[Date Prev][Date Next][Thread Prev][Thread Next]
[Date Index]
[Thread Index]
- Subject: Re: Any html scraping libraries?
- From: Michal Kottman <k0mpjut0r@...>
- Date: Sun, 10 Apr 2011 19:31:12 +0200
On Sat, 2011-04-09 at 00:35 +0400, Alexander Gladysh wrote:
> Hi, list!
>
> I'm looking for a Lua module to scrape some data from a (possibly
> broken) HTML page.
>
> Any usable ones out there?
Also, I started toying around with the QtWebKit module, which is
available through lqt [1]. In previous versions of Qt (4.5 and earlier)

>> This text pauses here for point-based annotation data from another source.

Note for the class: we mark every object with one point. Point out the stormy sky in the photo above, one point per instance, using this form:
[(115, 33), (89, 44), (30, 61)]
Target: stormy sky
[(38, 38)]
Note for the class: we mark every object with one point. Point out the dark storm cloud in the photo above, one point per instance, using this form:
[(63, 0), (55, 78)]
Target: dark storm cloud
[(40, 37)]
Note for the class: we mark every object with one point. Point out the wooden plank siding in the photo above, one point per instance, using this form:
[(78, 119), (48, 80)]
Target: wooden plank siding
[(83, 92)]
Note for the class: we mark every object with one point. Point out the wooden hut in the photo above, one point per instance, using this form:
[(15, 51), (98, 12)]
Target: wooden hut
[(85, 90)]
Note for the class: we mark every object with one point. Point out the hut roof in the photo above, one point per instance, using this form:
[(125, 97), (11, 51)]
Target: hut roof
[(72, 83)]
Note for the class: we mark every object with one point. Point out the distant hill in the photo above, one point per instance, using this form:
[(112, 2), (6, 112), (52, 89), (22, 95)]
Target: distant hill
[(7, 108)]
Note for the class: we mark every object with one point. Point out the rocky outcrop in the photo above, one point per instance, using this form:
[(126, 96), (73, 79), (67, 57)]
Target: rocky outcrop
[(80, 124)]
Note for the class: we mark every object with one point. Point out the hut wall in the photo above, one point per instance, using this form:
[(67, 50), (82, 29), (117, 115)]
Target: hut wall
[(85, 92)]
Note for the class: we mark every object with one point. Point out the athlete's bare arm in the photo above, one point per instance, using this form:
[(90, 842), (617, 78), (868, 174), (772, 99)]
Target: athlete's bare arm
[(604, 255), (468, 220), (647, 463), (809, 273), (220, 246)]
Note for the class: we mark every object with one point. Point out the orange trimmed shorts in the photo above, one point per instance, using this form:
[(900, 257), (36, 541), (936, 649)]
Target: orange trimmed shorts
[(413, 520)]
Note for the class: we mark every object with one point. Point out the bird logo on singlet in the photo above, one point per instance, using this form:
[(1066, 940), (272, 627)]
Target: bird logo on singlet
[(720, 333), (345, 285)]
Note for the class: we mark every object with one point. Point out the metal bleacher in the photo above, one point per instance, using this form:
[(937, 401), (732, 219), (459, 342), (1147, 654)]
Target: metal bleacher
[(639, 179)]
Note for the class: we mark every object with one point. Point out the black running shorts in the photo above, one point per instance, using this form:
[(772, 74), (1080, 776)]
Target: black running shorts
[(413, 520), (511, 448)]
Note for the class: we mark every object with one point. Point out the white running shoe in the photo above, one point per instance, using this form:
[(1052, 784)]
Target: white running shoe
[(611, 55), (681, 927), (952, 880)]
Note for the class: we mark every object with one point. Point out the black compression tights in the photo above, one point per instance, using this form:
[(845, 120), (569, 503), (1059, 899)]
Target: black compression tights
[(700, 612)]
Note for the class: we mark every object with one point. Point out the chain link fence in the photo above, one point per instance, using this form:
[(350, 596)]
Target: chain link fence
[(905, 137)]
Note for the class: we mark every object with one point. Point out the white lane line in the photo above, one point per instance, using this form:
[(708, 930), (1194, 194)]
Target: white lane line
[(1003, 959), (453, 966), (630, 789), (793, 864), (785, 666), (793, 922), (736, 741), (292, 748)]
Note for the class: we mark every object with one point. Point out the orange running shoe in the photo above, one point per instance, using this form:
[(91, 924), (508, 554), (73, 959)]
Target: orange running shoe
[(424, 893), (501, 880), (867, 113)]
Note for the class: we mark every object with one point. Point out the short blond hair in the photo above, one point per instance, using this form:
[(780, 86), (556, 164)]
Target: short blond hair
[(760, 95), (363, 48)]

it couldn't actually do much more than load and display a page.
Starting with 4.6, the QtWebKit API [2] offers full DOM access to
elements of a web page you are loading. The API supports CSS 2
selectors, so you can get easily to the elements you are interested in.
Right now I am playing with modifying a page that is loaded from the
web, something like GreaseMonkey, just implemented in Lua :)
In case you only need the "robust HTML source" (as robust as WebKit is),
you can use the following code:
require 'qtcore'
require 'qtgui'
require 'qtwebkit'
local A = QApplication(select('#',...)+1, {...})
local W = QWebView()
-- will be called when the page load is finished
W:__addmethod('process(bool)', function(self, ok)
-- get the source as QString
local sourceString = self:page():mainFrame():toHtml()
-- convert it to Lua string
local source = sourceString:toUtf8()
print(source) -- or process as needed...
A.quit() -- quit the event loop
end)
W:connect('2loadFinished(bool)', W, '1process(bool)')
W:setUrl(QUrl('http://www.lua.org/'))
A.exec()
[1] https://github.com/mkottman/lqt
[2] http://doc.qt.nokia.com/4.6/qtwebkit.html